Nasdaq And ICE Threaten Hostile Bid for NYSE Euronext

Nasdaq OMX Group and IntercontinentalExchange Monday said they intend to start an attempt to acquire NYSE Euronext, offering cash and stock to NYSE Euronext shareholders without the approval of the firm’s board of directors.

“The NYSE Euronext board has continually challenged the seriousness of our proposal and refused to engage us in discussion despite the positive feedback we have received from their stockholders,” said chief executive Robert Greifeld. “The commencement of this exchange offer should convince the NYSE Euronext board of the seriousness of our intentions.”

He said Nasdaq, which operates the Nasdaq Stock Exchange, and ICE, which operatives derivatives markets and clearinghouses,” welcome the opportunity to enter into meaningful discussion with the NYSE Euronext board,” as its offer progresses.

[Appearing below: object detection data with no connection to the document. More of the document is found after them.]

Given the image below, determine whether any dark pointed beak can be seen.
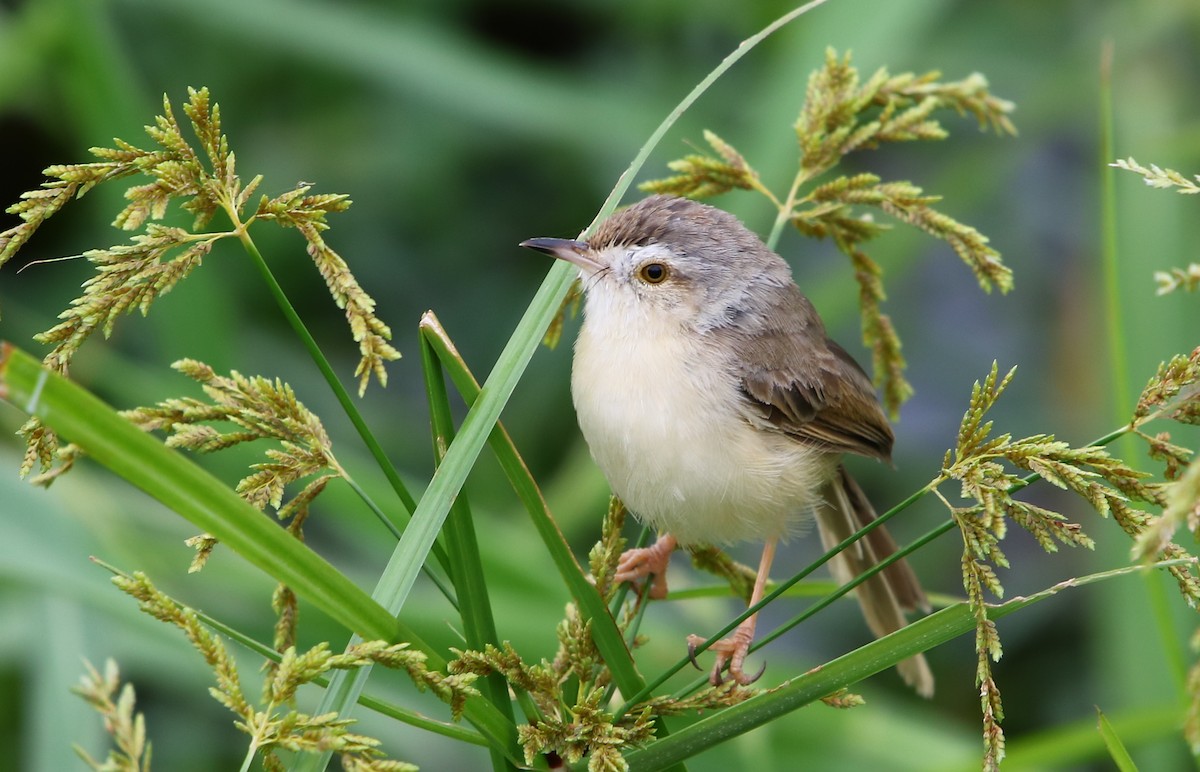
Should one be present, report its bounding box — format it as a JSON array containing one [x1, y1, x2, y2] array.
[[518, 239, 604, 274]]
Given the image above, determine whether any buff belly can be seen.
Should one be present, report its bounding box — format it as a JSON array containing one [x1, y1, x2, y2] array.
[[571, 309, 836, 544]]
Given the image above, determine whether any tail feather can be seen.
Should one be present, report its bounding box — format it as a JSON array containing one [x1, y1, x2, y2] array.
[[816, 466, 934, 698]]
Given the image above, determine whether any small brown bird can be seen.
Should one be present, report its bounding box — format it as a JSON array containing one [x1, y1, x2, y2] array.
[[521, 196, 934, 695]]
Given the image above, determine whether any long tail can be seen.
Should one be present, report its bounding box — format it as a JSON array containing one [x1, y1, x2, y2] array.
[[816, 466, 934, 698]]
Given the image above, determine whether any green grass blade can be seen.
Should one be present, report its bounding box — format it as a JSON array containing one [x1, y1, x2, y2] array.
[[241, 235, 416, 526], [1096, 708, 1138, 772], [420, 312, 646, 694], [625, 561, 1187, 772], [0, 343, 517, 761], [0, 343, 398, 640], [419, 335, 514, 770], [92, 558, 487, 747]]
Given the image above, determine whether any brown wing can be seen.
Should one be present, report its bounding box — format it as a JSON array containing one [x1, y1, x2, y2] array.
[[736, 286, 893, 460]]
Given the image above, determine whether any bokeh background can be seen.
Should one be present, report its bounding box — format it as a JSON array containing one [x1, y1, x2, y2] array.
[[0, 0, 1200, 770]]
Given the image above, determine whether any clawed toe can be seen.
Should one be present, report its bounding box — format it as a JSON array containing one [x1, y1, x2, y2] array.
[[613, 534, 676, 600], [688, 633, 767, 687]]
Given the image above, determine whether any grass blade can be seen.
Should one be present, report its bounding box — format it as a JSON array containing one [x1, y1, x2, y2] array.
[[419, 335, 514, 770], [1096, 708, 1138, 772], [0, 343, 400, 640], [0, 343, 518, 761], [420, 312, 646, 694], [626, 561, 1182, 772]]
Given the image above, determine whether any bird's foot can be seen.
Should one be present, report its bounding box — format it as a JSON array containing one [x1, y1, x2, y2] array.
[[688, 617, 767, 687], [613, 533, 676, 600]]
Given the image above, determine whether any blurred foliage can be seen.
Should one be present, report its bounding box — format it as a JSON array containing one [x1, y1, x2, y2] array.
[[0, 0, 1200, 770]]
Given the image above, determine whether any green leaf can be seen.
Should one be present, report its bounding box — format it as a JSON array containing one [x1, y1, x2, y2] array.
[[0, 343, 401, 641], [1096, 707, 1138, 772], [625, 561, 1180, 772]]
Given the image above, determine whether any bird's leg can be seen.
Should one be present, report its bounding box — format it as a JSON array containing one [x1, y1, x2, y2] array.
[[688, 539, 775, 687], [613, 533, 676, 600]]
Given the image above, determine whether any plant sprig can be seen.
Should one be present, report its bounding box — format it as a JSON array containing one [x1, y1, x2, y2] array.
[[71, 659, 151, 772], [113, 573, 479, 772], [0, 89, 400, 484], [642, 49, 1016, 417], [930, 360, 1200, 770], [121, 359, 347, 571], [449, 498, 754, 772]]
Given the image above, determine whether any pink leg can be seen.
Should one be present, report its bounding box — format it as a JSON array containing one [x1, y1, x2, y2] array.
[[688, 539, 775, 686], [614, 533, 676, 600]]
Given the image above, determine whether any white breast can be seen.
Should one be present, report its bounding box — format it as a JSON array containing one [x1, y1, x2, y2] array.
[[571, 292, 835, 544]]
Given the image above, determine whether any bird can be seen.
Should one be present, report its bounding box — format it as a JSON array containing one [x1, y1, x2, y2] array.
[[521, 195, 934, 696]]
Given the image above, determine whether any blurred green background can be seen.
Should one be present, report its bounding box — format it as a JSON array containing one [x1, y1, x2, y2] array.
[[0, 0, 1200, 770]]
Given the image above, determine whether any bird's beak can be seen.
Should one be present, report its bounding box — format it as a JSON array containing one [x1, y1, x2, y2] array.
[[518, 239, 604, 274]]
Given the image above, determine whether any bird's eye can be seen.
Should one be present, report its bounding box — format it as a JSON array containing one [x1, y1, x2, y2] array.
[[637, 263, 670, 285]]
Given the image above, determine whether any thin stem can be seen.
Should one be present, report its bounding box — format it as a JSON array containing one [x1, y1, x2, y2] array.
[[238, 231, 416, 515], [584, 0, 828, 233], [767, 169, 809, 250]]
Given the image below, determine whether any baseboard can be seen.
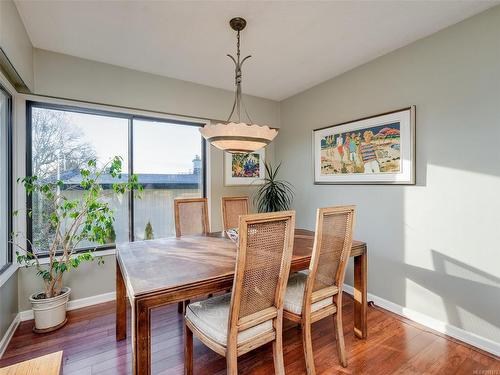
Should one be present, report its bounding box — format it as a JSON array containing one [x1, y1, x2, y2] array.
[[13, 284, 500, 357], [19, 292, 116, 322], [344, 284, 500, 356], [0, 314, 21, 358]]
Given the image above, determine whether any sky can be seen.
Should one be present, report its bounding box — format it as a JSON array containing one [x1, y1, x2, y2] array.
[[68, 113, 201, 174]]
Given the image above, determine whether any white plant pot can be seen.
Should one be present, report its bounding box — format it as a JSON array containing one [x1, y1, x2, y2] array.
[[30, 287, 71, 333]]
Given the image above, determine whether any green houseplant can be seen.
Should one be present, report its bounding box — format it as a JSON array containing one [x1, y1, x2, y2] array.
[[13, 157, 142, 332], [144, 221, 155, 240], [254, 163, 294, 212]]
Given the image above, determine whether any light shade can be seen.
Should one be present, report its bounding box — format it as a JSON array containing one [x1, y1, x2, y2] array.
[[200, 122, 278, 153]]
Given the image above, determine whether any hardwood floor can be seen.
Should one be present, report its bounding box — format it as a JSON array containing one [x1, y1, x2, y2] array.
[[0, 295, 500, 375]]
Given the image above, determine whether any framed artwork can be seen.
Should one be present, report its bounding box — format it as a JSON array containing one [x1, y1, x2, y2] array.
[[224, 149, 265, 186], [313, 106, 415, 185]]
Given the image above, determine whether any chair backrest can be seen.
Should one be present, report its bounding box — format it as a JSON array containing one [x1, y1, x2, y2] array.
[[304, 206, 355, 304], [174, 198, 209, 237], [228, 211, 295, 334], [222, 197, 248, 230]]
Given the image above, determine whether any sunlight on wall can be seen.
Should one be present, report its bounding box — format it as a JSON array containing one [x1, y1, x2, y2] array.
[[404, 164, 500, 344]]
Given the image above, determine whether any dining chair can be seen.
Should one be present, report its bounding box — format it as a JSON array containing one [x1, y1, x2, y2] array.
[[222, 196, 248, 231], [174, 198, 210, 237], [283, 206, 355, 375], [174, 198, 210, 314], [184, 211, 295, 375]]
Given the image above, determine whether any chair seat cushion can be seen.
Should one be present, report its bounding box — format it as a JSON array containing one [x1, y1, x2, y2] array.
[[283, 272, 333, 315], [186, 293, 273, 346]]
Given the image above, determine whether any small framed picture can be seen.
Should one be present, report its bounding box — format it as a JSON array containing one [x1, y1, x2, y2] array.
[[224, 149, 266, 186], [313, 106, 415, 185]]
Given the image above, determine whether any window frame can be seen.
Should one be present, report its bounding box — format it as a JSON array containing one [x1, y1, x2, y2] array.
[[0, 84, 14, 275], [26, 100, 207, 258]]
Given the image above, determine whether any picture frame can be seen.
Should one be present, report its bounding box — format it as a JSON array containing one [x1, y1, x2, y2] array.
[[224, 148, 266, 186], [312, 106, 416, 185]]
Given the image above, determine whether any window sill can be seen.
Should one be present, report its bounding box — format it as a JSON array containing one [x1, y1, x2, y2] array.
[[0, 263, 19, 288], [39, 249, 116, 264]]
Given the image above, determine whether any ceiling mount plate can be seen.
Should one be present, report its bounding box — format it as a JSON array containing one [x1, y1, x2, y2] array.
[[229, 17, 247, 31]]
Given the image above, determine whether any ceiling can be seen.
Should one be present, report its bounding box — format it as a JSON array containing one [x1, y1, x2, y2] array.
[[16, 0, 498, 100]]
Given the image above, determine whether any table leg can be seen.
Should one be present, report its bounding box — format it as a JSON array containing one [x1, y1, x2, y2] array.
[[132, 300, 151, 375], [354, 251, 368, 339], [116, 261, 127, 341]]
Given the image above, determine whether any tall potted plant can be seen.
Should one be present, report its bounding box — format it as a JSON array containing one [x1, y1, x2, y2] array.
[[13, 157, 142, 332], [254, 163, 294, 212]]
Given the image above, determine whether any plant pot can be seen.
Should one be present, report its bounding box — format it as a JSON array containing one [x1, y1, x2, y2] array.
[[30, 287, 71, 333]]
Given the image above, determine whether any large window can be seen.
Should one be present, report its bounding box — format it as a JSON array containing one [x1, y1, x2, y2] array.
[[0, 86, 12, 273], [28, 103, 204, 254]]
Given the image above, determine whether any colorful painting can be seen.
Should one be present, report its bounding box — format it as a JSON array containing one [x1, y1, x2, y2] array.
[[231, 153, 260, 178], [314, 107, 415, 184], [321, 122, 401, 175], [224, 149, 265, 186]]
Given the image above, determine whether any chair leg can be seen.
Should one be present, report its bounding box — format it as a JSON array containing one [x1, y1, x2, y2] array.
[[184, 323, 193, 375], [273, 322, 285, 375], [301, 320, 316, 375], [333, 308, 347, 367], [177, 299, 190, 314]]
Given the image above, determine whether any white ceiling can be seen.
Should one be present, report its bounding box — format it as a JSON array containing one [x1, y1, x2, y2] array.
[[16, 0, 498, 100]]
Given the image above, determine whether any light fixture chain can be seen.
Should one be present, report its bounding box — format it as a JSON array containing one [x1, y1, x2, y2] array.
[[227, 20, 252, 123]]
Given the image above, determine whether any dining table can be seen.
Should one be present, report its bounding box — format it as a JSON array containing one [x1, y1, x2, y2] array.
[[116, 229, 367, 375]]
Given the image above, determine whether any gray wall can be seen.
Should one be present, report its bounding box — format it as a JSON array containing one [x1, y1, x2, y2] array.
[[0, 0, 34, 90], [34, 49, 279, 127], [276, 7, 500, 342]]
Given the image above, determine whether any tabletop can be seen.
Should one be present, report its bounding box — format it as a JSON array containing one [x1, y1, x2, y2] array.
[[116, 229, 366, 297]]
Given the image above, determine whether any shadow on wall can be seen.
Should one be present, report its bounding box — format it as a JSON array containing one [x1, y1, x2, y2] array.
[[405, 249, 500, 334]]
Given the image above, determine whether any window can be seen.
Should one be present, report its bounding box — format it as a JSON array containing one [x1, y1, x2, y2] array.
[[28, 103, 204, 255], [0, 86, 12, 272], [133, 120, 203, 240]]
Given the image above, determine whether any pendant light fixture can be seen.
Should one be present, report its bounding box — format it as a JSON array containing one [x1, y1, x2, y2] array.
[[200, 17, 278, 153]]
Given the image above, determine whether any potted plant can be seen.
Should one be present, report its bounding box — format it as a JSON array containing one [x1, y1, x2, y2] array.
[[13, 157, 142, 332], [144, 221, 155, 240], [254, 163, 294, 212]]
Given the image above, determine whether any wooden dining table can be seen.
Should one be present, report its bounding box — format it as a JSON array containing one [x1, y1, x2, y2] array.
[[116, 229, 367, 375]]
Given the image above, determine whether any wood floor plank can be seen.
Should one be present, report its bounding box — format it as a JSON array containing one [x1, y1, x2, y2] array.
[[0, 295, 500, 375]]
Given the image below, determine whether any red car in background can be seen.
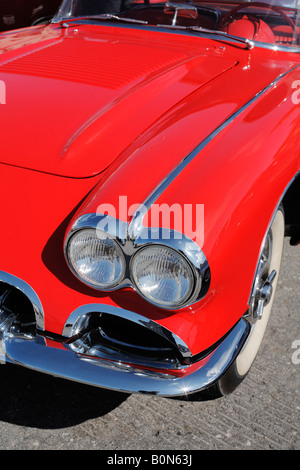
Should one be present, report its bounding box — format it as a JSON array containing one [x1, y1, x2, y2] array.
[[0, 0, 61, 31], [0, 0, 300, 396]]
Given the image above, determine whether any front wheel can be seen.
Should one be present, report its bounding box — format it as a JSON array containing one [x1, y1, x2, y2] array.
[[204, 207, 284, 398]]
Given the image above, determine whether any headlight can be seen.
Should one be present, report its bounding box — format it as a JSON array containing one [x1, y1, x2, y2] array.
[[131, 245, 194, 308], [67, 229, 125, 290]]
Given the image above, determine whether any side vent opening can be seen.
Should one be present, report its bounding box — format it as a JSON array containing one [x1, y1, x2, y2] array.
[[68, 313, 182, 364], [0, 283, 36, 336]]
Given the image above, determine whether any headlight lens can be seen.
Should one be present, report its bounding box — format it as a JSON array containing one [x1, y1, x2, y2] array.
[[67, 229, 125, 290], [131, 245, 194, 308]]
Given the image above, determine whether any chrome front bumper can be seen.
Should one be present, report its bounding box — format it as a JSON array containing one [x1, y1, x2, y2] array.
[[0, 319, 249, 397]]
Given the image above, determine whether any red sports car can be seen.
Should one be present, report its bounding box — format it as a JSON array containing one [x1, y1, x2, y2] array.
[[0, 0, 300, 396], [0, 0, 62, 31]]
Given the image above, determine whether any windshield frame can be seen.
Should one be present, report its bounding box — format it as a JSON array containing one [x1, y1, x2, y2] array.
[[51, 0, 300, 53]]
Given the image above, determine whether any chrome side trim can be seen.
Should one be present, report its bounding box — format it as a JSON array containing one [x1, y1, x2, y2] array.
[[62, 304, 192, 357], [129, 64, 300, 239], [0, 271, 44, 330], [3, 319, 249, 397]]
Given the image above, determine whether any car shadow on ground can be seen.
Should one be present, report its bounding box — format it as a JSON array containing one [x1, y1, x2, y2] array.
[[0, 364, 128, 429]]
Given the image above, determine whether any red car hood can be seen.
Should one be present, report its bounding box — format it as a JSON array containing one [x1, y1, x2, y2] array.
[[0, 22, 236, 178]]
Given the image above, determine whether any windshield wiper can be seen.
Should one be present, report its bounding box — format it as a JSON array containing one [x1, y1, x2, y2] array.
[[157, 24, 254, 49], [61, 13, 148, 28], [56, 13, 254, 49]]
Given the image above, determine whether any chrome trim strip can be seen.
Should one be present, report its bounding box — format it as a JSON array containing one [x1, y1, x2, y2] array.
[[0, 271, 44, 330], [129, 64, 300, 238], [4, 319, 249, 396], [62, 304, 192, 357]]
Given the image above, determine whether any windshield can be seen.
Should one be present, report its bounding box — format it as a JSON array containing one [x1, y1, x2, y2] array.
[[54, 0, 300, 50]]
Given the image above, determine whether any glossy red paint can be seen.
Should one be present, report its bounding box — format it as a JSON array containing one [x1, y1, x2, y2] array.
[[0, 17, 300, 360]]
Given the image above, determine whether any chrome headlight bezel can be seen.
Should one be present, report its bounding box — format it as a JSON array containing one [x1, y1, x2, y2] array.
[[64, 214, 210, 310]]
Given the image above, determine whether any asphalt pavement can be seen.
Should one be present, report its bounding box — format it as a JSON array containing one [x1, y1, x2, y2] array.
[[0, 240, 300, 452]]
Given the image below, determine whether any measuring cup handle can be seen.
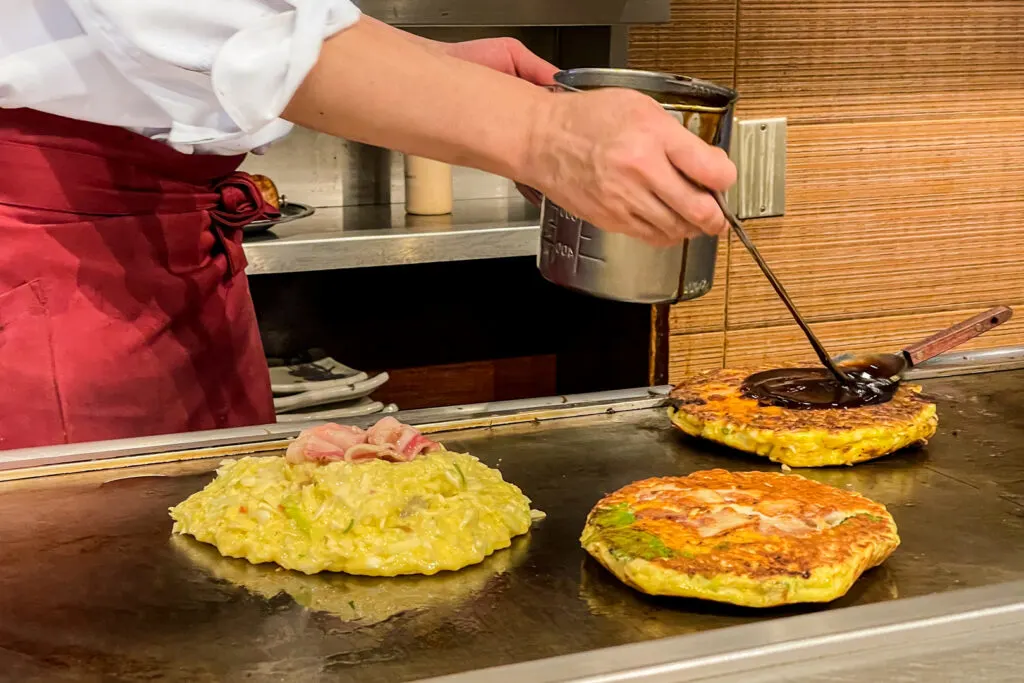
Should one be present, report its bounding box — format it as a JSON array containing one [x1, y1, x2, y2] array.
[[515, 182, 544, 208], [903, 306, 1014, 366]]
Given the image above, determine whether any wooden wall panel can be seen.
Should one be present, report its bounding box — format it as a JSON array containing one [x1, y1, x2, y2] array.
[[728, 118, 1024, 329], [631, 0, 1024, 379], [736, 0, 1024, 123], [629, 0, 736, 86], [669, 332, 725, 384]]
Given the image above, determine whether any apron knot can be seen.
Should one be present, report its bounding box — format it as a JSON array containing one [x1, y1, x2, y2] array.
[[210, 171, 281, 274]]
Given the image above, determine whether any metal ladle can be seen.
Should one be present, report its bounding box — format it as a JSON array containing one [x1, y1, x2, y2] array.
[[711, 191, 858, 386], [834, 306, 1014, 382]]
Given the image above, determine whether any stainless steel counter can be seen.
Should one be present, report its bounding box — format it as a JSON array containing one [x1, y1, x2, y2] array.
[[244, 198, 541, 274], [0, 371, 1024, 683]]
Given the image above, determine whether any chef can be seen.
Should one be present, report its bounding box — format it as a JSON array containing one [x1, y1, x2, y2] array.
[[0, 0, 735, 449]]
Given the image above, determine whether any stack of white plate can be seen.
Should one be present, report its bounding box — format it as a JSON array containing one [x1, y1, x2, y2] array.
[[270, 357, 398, 422]]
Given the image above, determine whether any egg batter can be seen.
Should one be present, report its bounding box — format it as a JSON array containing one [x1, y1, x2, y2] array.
[[170, 421, 542, 577]]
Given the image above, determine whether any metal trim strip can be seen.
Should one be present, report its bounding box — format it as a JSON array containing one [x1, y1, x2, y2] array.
[[419, 582, 1024, 683]]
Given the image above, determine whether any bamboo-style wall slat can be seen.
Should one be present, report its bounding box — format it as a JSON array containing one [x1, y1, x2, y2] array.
[[630, 0, 1024, 381]]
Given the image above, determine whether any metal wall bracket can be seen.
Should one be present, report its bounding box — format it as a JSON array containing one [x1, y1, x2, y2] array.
[[727, 119, 786, 219]]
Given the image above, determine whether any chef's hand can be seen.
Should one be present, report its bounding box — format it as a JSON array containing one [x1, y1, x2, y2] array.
[[439, 38, 558, 86], [527, 88, 736, 246]]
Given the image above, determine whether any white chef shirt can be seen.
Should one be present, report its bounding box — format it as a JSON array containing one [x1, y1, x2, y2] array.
[[0, 0, 359, 155]]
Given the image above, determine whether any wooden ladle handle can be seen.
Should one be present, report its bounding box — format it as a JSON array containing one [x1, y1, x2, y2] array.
[[903, 306, 1014, 366]]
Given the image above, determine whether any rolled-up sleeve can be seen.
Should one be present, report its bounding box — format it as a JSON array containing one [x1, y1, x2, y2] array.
[[68, 0, 359, 152]]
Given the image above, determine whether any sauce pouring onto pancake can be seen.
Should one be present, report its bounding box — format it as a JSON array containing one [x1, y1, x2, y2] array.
[[742, 306, 1013, 410], [742, 365, 900, 410]]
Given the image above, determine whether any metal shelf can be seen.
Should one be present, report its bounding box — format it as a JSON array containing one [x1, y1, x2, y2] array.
[[245, 198, 540, 275]]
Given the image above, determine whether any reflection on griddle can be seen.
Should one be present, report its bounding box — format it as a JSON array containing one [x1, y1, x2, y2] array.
[[580, 551, 899, 639], [171, 535, 529, 626]]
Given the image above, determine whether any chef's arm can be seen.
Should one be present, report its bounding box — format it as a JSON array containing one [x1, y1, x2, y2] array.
[[284, 16, 735, 245], [283, 16, 554, 189]]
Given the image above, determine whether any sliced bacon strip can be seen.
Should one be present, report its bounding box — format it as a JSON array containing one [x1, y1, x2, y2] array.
[[286, 416, 440, 464]]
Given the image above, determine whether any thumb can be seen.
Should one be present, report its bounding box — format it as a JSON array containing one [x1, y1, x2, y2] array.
[[665, 126, 736, 191]]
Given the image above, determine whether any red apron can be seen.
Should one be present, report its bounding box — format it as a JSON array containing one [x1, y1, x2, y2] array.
[[0, 109, 274, 449]]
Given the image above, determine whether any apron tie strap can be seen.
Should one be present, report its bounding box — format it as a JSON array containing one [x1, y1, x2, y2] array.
[[210, 171, 281, 275]]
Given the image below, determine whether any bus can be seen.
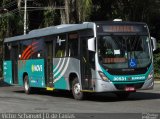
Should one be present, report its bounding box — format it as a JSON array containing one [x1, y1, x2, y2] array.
[[3, 21, 156, 100]]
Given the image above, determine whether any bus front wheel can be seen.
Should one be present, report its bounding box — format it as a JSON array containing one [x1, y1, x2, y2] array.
[[24, 75, 31, 94], [72, 78, 84, 100]]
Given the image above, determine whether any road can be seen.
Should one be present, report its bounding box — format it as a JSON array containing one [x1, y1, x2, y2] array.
[[0, 83, 160, 118]]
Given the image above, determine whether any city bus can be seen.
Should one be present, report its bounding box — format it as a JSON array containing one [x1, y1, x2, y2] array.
[[3, 21, 156, 100]]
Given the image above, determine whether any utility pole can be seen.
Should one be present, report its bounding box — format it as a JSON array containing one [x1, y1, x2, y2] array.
[[24, 0, 27, 35]]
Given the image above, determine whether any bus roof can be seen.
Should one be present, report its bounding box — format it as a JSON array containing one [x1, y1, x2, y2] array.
[[4, 21, 146, 43], [4, 22, 94, 43]]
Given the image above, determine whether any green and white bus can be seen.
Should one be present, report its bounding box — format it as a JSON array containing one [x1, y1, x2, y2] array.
[[3, 21, 156, 99]]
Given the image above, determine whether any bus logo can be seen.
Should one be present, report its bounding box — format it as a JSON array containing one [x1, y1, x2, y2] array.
[[31, 65, 42, 72]]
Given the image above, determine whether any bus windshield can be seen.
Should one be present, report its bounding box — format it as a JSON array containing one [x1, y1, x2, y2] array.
[[98, 35, 151, 69]]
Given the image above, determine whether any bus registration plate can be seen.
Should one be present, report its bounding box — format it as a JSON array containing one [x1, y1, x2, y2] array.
[[125, 87, 136, 91]]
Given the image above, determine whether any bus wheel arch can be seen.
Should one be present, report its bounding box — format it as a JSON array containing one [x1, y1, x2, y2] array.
[[23, 72, 31, 94]]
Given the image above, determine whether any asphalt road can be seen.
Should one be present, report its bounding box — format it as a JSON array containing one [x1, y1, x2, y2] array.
[[0, 83, 160, 118]]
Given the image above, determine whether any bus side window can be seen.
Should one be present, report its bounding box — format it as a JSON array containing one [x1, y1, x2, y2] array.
[[68, 33, 78, 57], [55, 35, 66, 58], [32, 38, 45, 59]]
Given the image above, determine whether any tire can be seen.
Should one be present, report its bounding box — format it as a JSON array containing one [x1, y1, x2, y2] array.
[[115, 92, 130, 99], [24, 75, 31, 94], [72, 78, 84, 100]]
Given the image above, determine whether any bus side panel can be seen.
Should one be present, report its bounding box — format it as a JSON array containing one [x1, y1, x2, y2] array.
[[18, 59, 46, 88], [3, 61, 13, 84], [53, 58, 81, 90]]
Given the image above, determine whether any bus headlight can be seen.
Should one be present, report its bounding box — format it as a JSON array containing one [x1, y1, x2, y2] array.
[[98, 71, 109, 82], [147, 70, 154, 80]]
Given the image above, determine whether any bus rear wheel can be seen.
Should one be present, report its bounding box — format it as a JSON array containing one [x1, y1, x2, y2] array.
[[24, 75, 31, 94], [72, 78, 84, 100]]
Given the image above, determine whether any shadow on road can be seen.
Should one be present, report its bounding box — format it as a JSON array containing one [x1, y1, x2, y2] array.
[[14, 89, 160, 102]]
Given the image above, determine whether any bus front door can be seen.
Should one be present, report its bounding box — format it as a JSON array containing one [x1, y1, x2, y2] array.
[[80, 39, 92, 90], [11, 44, 18, 84], [46, 41, 53, 88]]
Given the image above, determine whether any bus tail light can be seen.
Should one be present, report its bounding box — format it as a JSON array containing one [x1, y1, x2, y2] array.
[[98, 71, 109, 82]]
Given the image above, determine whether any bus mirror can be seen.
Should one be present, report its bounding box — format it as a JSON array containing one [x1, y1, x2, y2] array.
[[151, 37, 157, 51], [88, 38, 95, 52]]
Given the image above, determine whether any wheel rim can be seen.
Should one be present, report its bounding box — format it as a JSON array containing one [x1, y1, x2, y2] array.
[[24, 80, 29, 91], [74, 83, 81, 95]]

The pair propose to acquire all of the outstanding shares of NYSE Euronext common stock in a cash and stock transaction valued at approximately $11 billion.

Under the terms of the offer, each share of NYSE Euronext would be exchanged for $14.24 in cash, 0.4069 shares of Nasdaq OMX common stock and 0.1436 shares of ICE common stock.
If Nasdaq OMX and ICE are successful this step involving common stock, they would consummate a second step to acquire all remaining NYSE Euronext shares for the same consideration.

The move comes on the second business day after NYSE Euronext chairman Jan-Michiel Hessels told NYSE Euronext shareholders that the Nasdaq-ICE offer is “illusory” because it would not get necessary regulatory approvals.

If Nasdaq and ICE succeeded in their bid, Nasdaq would take over the stock exchange operations of NYSE Euronext, which includes the flagship New York Stock Exchange. ICE would get the company’s derivatives and clearing operations.

The combination of the Nasdaq and New York stock market would re-establish the kind of dominant primary stock market, with about 80 percent share of daily trading volume, that existed a decade ago when federal regulators instituted National Market System rules designed to bring in more competition by encouraging the formation of alternate exchanges, such as those operated by BATS Global Markets and Direct Edge.

Chairman Hessels said that NYSE Euronext’s board was looking for “real value” in a combination with another market operator, such as Deutsche Boerse, and that the board, in the Nasdaq-ICE case, “unanimously determined this would be the wrong thing to do for a number of reasons.”

The DB-NYSE combination would have more “compelling value,” by combining not just stock exchange operations, but European and U.S. derivatives operations as well as clearing businesses.

The DB-NYSE combination would produce stock what would have higher “equity trading value” he said, with NYSE chief executive Duncan Niederauer estimated that the savings produced and revenue gains achieved would push the value of what today is an NYSE Euronext share trading at just under $40 up past $45. NYX shares have traded as low as $26.42 in the past year.

James Rothenberg, a securities attorney and consultant in New York, suggested that NYSE Euronext and Deutsche Boerse break up the Nasdaq-ICE bid by making a “Pacman counter offer” for the assets that are most valuable to them: the derivatives and clearing operations of Intercontinental Exchange.

Having NYSE and DB buy ICE, would be “a very attractive combination” he said and “destroy” the alliance with Nasdaq  OMX.Then, he suggested, Nasdaq OMX could be acquired by the new combination at a discount, because Nasdaq OMX would be in a weak strategic position.

NYSE Euronext has said it will ask its shareholders to approve the merger with Deutsche Boerse on July 7.